Coronavirus
Codirectrice du Global Health Centre de l’IHEID à Genève, la chercheuse estime que, malgré les menaces américaines sur le financement de l’OMS, la coopération avec des instituts américains et l’agence onusienne va perdurer

Depuis des semaines, l’Organisation mondiale de la santé est montrée du doigt. Les fréquentes attaques de Donald Trump, qui veut retirer le soutien américain, fragilisent l’institution basée à Genève. Le point en quatre articles.
Lire aussi:
Codirectrice du Global Health Centre à l’Institut de hautes études internationales et du développement à Genève, Suerie Moon analyse le gel de la contribution américaine à l’OMS et le risque d’une deuxième vague de contamination.
Le Temps: Quel pourrait être l’impact d’une réduction du financement de l’OMS assuré par les Etats-Unis?
Suerie Moon: Il est difficile de savoir où et comment les coupes budgétaires pourraient être faites si elles devaient être entérinées. Car le financement américain de l’OMS est très fragmenté. Il vient du Département d’Etat, mais aussi des Instituts nationaux de santé (NIH), des Centres pour le contrôle et la prévention des maladies (CDC), voire du Pentagone. Difficile donc de dire où les fonds pourraient être retenus, mais aussi quel sera le rôle du Congrès. La présidente de la Chambre des représentants, Nancy Pelosi, a déjà annoncé que le Congrès allait contester la décision de l’administration Trump. Une chose est sûre: couper les fonds à une organisation qui coordonne la riposte globale à une pandémie sans précédent est extrêmement dangereux et à courte vue.

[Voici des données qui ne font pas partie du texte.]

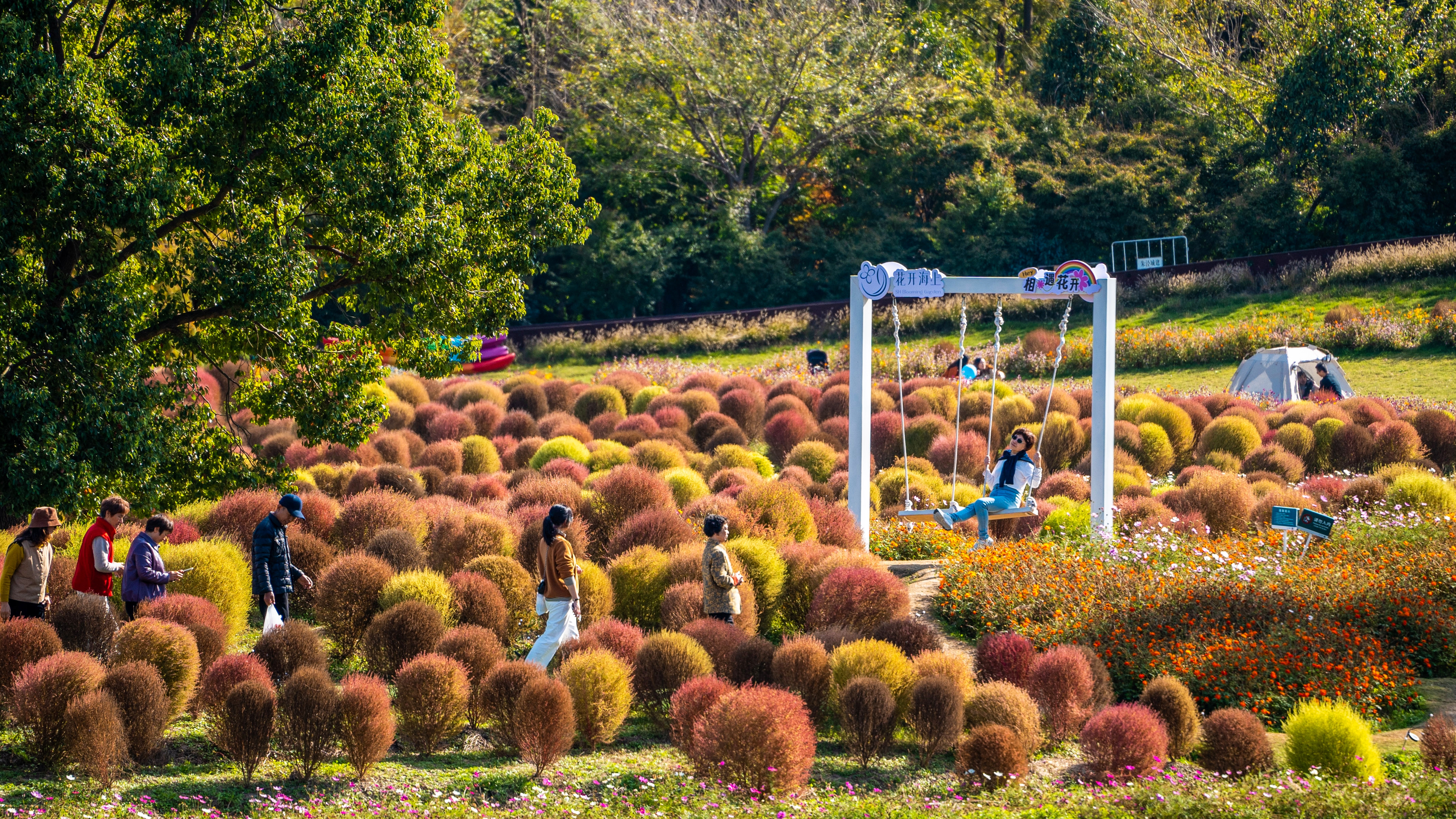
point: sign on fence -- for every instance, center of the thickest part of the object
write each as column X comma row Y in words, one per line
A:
column 1315, row 524
column 1285, row 518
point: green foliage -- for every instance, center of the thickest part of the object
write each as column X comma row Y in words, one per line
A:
column 220, row 575
column 426, row 586
column 1334, row 738
column 606, row 455
column 479, row 455
column 876, row 659
column 1425, row 492
column 601, row 693
column 638, row 580
column 561, row 446
column 686, row 484
column 174, row 245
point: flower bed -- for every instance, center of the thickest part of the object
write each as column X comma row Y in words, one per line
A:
column 1242, row 621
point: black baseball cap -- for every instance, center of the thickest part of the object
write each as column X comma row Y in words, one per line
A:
column 293, row 503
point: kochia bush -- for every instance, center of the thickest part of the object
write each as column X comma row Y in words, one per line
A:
column 860, row 598
column 601, row 688
column 758, row 736
column 1125, row 742
column 1334, row 738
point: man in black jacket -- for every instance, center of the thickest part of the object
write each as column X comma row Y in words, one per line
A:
column 273, row 564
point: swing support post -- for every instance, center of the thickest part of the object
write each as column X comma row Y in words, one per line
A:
column 1104, row 368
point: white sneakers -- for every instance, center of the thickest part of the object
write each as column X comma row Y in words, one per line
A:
column 942, row 519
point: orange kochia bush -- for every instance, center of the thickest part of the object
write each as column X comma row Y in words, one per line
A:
column 1234, row 618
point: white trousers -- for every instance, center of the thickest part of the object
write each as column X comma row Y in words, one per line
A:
column 561, row 626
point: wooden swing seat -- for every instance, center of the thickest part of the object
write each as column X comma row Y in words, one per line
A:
column 925, row 515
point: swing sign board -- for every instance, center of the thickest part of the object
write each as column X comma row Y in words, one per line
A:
column 1315, row 524
column 1285, row 518
column 1071, row 279
column 879, row 281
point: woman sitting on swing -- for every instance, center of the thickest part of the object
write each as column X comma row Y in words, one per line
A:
column 1007, row 480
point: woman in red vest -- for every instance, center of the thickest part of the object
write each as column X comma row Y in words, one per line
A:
column 95, row 564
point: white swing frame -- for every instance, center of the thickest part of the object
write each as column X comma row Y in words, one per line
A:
column 1104, row 371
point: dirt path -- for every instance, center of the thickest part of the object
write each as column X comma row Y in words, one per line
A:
column 924, row 579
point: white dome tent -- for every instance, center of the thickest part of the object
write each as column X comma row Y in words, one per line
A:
column 1273, row 372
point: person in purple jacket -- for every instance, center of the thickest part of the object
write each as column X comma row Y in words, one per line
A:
column 145, row 578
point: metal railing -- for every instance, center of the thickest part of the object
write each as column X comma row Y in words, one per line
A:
column 1149, row 254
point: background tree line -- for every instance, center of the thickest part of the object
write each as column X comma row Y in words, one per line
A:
column 750, row 154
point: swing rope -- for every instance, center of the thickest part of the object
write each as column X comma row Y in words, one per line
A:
column 900, row 379
column 1052, row 388
column 991, row 426
column 960, row 382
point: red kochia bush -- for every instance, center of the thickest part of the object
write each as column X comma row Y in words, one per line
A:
column 142, row 699
column 366, row 722
column 860, row 598
column 689, row 703
column 969, row 461
column 758, row 736
column 784, row 432
column 23, row 642
column 226, row 672
column 1126, row 741
column 1062, row 686
column 909, row 634
column 991, row 757
column 545, row 722
column 1005, row 656
column 433, row 697
column 718, row 639
column 479, row 602
column 1237, row 744
column 622, row 493
column 95, row 738
column 836, row 525
column 41, row 694
column 659, row 527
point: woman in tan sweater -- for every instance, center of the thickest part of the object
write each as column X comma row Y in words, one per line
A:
column 558, row 598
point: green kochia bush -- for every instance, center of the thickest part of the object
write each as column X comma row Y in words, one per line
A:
column 1334, row 738
column 601, row 691
column 599, row 400
column 638, row 580
column 561, row 446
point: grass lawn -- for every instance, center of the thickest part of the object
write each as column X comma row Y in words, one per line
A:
column 643, row 776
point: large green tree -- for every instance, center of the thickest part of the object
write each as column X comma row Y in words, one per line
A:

Lire aussi: «Avec le coronavirus, les Etats-Unis courent au désastre»
Faut-il craindre une fin de la coopération entre l’OMS et les Etats-Unis?
Que l’administration Trump ait très mal géré la crise du coronavirus ne fait aucun doute. Cela se traduit dans le nombre d’infectés et de morts. Même avec un financement américain réduit, je ne suis pas sûr que la coopération entre les CDC et l’OMS, qui est très étroite, va s’arrêter, mais elle sera plus difficile. Les CDC demeurent une agence de santé public de premier plan avec des scientifiques du monde entier. Les NIH resteront un acteur majeur contre les pandémies, dans la création de vaccins. C’est de loin le plus important bailleur de fonds de la recherche biomédicale dans le monde.
A-t-on aujourd’hui une image plus claire de la manière dont Pékin a géré la crise du coronavirus?
La Chine a partagé relativement rapidement des informations sur les mesures prises, les cas dépistés et les traitements médicaux appliqués. Elle vient de réviser le nombre de victimes à la hausse et c’est vrai, des questions se posent quant à l’exactitude des chiffres. Mais nombre de pays ont les mêmes problèmes. Même en Suisse. Là où on a peu obtenu d’informations de Chine, c’est au sujet de l’impact qu’a eu la suppression du débat public. Un nombre de défenseurs des droits de l’homme ont disparu en Chine ces derniers mois. Ce qu’on ne sait pas non plus, c’est l’impact socioéconomique de la gestion chinoise du coronavirus. La Chine est un pays où il y a d’énormes inégalités. Il y a des milliardaires à Shanghai, mais il y a aussi des gens dans les régions rurales qui vivent dans l’extrême pauvreté. L’interrogation concerne d’autres pays aussi.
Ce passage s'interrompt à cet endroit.